Many major changes to the universe, our planet, our species, our own lives come about rapidly, sometimes even out of a “spot” change.
First, a note about time scales. When we talk about change and use words like drift, spot changes, quick, and rapid we have to be talking in similar frames of reference of time and space.
Is drift a word you use relative to human life span? geological time scales? the universe’s life span?
Is a spot change considered something within our life time? shorter than a life time?
a) the birth of our current universe took far less than a second. (not a drift, a bang). Perhaps it was “drifting” towards this bang for a long time (impossible to know).
b) the dinosaurs, after millions of years of drift, were likely wiped pretty quickly (in natural evolutionary time scales)
http://en.wikipedia.org/wiki/Cretaceous%E2%80%93Tertiary_extinction_event (probably took a couple of generations or more, but the extinction did not take but a fraction of the species genetic span. and the world/environment changed within a generation and altered the lives of every creature on the planet)
c) The Pill changed the course of America and the Catholic church within 2 decades http://www.pbs.org/wgbh/amex/pill/timeline/timeline2.html. Note that fertility and birth rate changed by over 10% within 2 years in the early 70s. A spot change (combined with all sorts of other spot changes) that changed an entire generation (baby boom over, smaller families, liberated youth (no child consequences for sex) Fertility rate data: http://www.cdc.gov/nchs/data/statab/t001x01.pdf
d) Computing power. In less than 50 years, the computer has gone from 0 to over 1 billion computers in the world to 75% of the US population using the internet everyday. spot changes resulting include warfare, death of newspapers (another double digit % revenue loss so far this year), genetic finger printing,
These are just 4 of many rapid spot changes that happened. They didn’t drift and they weren’t all entirely from “things getting worse faster”.

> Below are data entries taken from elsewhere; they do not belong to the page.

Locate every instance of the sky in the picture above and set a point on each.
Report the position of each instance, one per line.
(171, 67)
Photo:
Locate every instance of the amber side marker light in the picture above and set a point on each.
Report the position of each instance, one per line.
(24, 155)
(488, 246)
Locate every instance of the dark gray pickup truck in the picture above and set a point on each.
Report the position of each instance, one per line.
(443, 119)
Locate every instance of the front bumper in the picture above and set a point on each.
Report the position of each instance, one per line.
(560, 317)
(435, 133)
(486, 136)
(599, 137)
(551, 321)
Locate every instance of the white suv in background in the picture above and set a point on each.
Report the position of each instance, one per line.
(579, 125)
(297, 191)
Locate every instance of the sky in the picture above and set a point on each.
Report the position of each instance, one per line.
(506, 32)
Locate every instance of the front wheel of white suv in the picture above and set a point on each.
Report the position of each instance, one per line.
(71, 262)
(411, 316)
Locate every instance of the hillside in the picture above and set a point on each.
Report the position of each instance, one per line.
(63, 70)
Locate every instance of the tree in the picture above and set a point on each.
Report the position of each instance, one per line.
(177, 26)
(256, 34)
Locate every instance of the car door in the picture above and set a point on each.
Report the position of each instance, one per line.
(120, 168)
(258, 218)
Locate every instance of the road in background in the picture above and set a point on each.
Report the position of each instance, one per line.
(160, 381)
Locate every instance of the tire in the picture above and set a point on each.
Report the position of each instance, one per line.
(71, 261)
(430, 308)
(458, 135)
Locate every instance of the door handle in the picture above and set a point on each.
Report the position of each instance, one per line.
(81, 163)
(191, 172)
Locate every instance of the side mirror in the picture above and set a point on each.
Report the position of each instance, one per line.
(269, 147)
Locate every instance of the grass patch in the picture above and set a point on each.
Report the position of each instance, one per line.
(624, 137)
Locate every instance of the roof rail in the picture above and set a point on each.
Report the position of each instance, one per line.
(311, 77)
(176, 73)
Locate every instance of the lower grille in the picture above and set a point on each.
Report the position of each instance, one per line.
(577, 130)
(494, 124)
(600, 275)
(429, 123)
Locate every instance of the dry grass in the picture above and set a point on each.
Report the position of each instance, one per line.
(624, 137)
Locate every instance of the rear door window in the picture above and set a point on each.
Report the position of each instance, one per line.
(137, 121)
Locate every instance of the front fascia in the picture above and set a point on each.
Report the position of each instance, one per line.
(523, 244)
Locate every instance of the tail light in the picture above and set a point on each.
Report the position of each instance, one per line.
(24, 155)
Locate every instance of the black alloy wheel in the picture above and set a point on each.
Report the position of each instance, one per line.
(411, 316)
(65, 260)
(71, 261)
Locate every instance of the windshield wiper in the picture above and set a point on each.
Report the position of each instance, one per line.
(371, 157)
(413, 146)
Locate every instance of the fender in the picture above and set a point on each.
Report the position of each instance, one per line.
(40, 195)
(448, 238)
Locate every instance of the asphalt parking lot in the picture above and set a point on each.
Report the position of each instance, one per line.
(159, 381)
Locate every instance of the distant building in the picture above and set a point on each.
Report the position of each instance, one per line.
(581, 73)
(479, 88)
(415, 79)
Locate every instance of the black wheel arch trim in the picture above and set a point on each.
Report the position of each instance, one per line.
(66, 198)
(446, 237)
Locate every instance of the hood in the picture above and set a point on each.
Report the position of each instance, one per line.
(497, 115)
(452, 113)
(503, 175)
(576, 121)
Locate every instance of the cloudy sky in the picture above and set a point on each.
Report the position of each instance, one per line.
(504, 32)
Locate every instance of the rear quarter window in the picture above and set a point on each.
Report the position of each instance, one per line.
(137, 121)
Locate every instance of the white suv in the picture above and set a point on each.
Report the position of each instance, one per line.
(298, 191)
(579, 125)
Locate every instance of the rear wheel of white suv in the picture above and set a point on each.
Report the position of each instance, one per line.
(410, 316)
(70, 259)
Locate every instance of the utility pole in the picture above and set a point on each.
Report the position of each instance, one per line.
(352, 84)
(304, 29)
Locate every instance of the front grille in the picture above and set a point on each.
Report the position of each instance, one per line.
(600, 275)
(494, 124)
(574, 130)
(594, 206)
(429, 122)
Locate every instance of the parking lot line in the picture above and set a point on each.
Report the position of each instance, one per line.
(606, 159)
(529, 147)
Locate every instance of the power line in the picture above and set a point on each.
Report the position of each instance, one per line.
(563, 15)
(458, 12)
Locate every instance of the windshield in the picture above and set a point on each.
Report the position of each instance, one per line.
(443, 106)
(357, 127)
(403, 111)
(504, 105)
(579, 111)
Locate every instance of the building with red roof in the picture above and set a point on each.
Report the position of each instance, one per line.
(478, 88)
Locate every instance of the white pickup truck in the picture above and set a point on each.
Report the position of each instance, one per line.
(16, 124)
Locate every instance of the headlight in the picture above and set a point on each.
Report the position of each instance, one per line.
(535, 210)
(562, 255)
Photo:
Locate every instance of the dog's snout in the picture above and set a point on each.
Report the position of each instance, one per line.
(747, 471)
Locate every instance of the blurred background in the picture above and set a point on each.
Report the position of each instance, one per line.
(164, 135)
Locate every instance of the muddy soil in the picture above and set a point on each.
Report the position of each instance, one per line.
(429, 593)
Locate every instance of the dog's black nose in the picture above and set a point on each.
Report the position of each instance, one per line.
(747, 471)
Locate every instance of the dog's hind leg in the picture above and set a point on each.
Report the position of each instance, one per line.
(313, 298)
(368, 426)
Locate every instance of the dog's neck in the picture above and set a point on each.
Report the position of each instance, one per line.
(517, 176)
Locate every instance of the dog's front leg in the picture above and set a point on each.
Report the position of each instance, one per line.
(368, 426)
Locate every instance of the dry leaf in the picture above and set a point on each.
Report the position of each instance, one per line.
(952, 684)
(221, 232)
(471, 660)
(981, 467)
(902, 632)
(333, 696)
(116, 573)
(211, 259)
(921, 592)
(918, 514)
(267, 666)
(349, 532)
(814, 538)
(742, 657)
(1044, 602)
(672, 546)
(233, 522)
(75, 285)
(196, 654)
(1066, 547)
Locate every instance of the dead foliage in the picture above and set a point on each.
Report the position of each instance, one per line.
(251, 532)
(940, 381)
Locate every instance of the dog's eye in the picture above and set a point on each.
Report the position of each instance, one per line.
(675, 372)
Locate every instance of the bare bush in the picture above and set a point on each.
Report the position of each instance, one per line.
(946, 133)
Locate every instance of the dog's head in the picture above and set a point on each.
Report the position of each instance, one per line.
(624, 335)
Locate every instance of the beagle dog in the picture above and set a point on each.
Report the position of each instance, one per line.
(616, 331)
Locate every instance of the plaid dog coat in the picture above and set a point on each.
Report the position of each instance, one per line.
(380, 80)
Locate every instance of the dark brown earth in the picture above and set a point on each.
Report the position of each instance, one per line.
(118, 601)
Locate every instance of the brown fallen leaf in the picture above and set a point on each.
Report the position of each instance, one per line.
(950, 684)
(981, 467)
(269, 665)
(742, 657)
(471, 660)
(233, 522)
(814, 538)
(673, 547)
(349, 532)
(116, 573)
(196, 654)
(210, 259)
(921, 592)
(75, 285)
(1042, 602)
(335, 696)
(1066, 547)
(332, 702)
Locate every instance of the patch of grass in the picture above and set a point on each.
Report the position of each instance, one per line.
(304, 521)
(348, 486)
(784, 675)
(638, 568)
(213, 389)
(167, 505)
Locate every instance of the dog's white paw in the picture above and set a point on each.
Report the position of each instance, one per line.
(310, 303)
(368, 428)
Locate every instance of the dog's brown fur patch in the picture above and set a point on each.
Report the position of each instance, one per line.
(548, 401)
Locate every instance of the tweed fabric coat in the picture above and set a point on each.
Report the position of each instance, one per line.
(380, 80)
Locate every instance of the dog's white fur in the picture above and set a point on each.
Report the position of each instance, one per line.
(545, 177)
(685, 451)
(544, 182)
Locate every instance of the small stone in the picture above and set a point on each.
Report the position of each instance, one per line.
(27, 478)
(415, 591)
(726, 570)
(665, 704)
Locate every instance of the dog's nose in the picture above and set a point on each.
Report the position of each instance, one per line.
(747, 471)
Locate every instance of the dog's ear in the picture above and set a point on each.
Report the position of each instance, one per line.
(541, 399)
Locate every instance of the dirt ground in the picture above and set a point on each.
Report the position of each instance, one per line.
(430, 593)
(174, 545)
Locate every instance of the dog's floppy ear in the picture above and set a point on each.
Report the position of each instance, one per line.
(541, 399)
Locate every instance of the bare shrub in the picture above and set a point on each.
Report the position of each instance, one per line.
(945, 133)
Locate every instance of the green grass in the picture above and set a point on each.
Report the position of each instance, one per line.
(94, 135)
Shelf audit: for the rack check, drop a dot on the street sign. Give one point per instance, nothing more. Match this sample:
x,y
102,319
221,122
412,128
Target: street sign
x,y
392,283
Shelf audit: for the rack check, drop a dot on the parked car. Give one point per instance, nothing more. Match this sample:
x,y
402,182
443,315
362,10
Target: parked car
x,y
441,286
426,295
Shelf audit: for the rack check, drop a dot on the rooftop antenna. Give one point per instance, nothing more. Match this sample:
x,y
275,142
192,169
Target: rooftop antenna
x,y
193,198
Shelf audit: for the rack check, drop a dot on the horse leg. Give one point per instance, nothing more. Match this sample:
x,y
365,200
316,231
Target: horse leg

Perhaps we should limit our argument to just changes in public policy. Can changes there happen without things getting worse faster? Can voting, protests, organization, running for office, hitting the streets make a difference rapidly enough to be recognizable?
a) US is only ~200 years old. That’s roughly 20 generations. Have we seen recognizable policy changes in the US within 20 generations? And were these changes outside of the drift of civil rights and other long standing issues?
The Fed. The fed came about at the turn of the 20th century. Totally new policy http://en.wikipedia.org/wiki/Federal_Reserve
This type of system couldn’t even have been conceived before the 20th century in this form.
I’d say the Fed has had an enormous impact on policy and our own individual lives.
Stem Cells. Cloning. In vitro. All these have dramatic policy impacts that aren’t subject to the drift argument because the technology is so new and the demand so high to figure out how to best use this.
b) Consider China. In our lifetime, that whole country has shifted. Was it getting bad so fast that it had to do it? Seems like it was drifting, not sure if good or bad drifting, and now the consequences quickly aligned to push it to where it is.
More examples can be found.
What is it that should be measured that isn’t measured? We have data on everything. Perhaps that data isn’t reported nor popularized, so it appears we don’t have the data.